Ever-rising technical and performance specifications demanded by the military constantly pose challenges to the textile industry. And, despite the current global eco-nomic problems, it seems there is to be no compromise, at least as far as the US military is concerned. Director of the Individual Protection Directorate at the US Army Natick Soldier System Centre, Robert Kinney, for instance, recently asserted that the next generation military battle dress uniform is expected to be:

• waterproof;
• flame-resistant;
• anti-bacterial
• repellent to mosquitoes; and
• have built-in odour suppression.

Add to this some additional preferences – such as being warmer in winter, cooler in summer and lighter in weight than existing uniforms – and the gauntlet is thrown firmly at the feet of suppliers.

Adding Multiple Functions

Fortunately, a crucial technology has emerged with the potential to fulfil such multi-functional demands.  At a presentation given to the Fiber Society’s Fall 2008 Annual Meeting and Technical Conference in Montreal, Quebec, Canada (1–3 October 2008), the US Air Force demonstrated the synthesis of a standard 50/50 cotton/polyamide fabric that was self-extinguishing when burned, superhydrophobic (contact angle greater than 150°, see box, page 23), oleophobic, reactive to chemical warfare agents and machine-washable.  All this functionality was imparted to the fabric in a single treatment requiring only a 30 s cure in a conventional microwave oven operating at the 50% power setting.

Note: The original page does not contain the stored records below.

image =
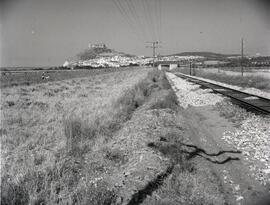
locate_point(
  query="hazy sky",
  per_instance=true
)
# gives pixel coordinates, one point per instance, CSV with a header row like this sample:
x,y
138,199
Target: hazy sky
x,y
46,32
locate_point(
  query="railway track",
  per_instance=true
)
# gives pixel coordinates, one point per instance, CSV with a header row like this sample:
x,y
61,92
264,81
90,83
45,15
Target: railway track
x,y
248,101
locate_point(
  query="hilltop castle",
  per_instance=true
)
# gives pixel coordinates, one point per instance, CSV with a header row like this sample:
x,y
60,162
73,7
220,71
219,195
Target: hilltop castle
x,y
97,45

Reactive Surface Technology (RST) is the culmination of several years of research by Dr Jeff Owens and his team at the US Air Force Research Laboratories, Tyndall, Florida, USA. Working as part of a research programme, the team’s initial challenge was to develop a means to bond both antimicrobials and a selection of potentially life-saving chemical agent reactive compounds to soldiers’ uniforms.  These grafts had to be strong enough to maintain their integrity, even after repeated laundering and punishing treatment as a result of their use in a wide range of weather conditions and terrains. 

Given the potential diversity of applications for military uniforms and equipment, any process employed had to be simple and scalable, and to be adaptable for use on textile products including uniforms, tents, sleeping bags and even high-efficiency particulate air (HEPA) filters.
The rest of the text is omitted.